The U.S. Army Military Auxiliary Radio
System (AMARS) is an elite group of dedicated citizen volunteers who support the Department of Defense (DoD) in a variety of
circumstances, including complex catastrophes and cyber denied or impaired
conditions. MARS is a DoD program that
trains, organizes and tasks volunteer Amateur Radio operators.

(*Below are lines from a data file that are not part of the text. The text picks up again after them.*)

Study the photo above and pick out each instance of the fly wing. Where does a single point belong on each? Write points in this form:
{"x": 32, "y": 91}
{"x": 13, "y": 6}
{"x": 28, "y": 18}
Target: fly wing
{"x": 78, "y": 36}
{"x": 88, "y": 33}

AMARS citizen-volunteers demonstrate the Army's values of Loyalty, Duty,
Respect, Selfless-Service, Honor, Integrity and Personal Courage, freely and
generously giving their time and resources as a reflection and measure of
devotion to our nation.
The world has changed dramatically since the MARS structure was first
developed and implemented but what has not changed is the dedication of these
citizens to serve.
Army
MARS Today
The US Army Network Enterprise
Technology Command (NETCOM) is the Department of the Army (DA) executive agency
for AMARS and has Headquarters at Fort Huachuca, AZ. NETCOM is the Army’s premier Information
Technology Service Provider and cyber protection force that plans, engineers,
installs, integrates, protects, defends and operates Army Cyberspace enabling
mission command through all phases of Joint, Interagency, Intergovernmental and
Multinational operations. NETCOM
reports to US Army Cyber Command (ARCYBER).
AMARS today supports activities of many
types. Activities may include DoD directed
international Humanitarian Assistance and Disaster Relief (HADR) activities,
supporting National Guard training and operations or supporting Federal Government
agencies. These activities supplement
MARS’s primary function to provide contingency communications support to the
DoD, the combatant commands and their components.
The 21St
CENTURY Army MARS Volunteer
Individual citizen volunteers located
in communities throughout the United States operating their radio stations on
the same net with military and government stations makes MARS unique and
distinctive. It is a special kind of
citizen that does this.
Individual Member volunteers in AMARS are
expected to take the initiative in expanding their existing foundation in
electronics and radio communications through independent study in the areas of communications
technology. MARS volunteers improve
their Amateur Radio station for operation on all frequencies between 2-30 MHz
and utilize technology that is not normally used in Amateur Radio.
In 1925 when the Army Amateur Radio
Service (AARS) was established, radio was a new technology and an understanding
of radio was enough for citizen volunteers to be of value to military and
government operations. In the 90
years since the AARS was founded, the requirement has evolved as radio and
cyberspace have merged into a single telecommunications medium. The 21st century brings new
challenges to Army MARS and its volunteer corps. Radio is only a small component of the larger
cyber concept of operations. The modern MARS member must be an expert in RF
communications, its associated equipment, and Information Technology.
The 21st Century MARS member
is expected to mitigate risk in cyberspace, maintain operational and cyber
security, recover quickly from a cyber incident, utilize different types of
encryption tools, as well as establish reliable, interoperable communications
links using HF radio when access to cyberspace is impaired or denied.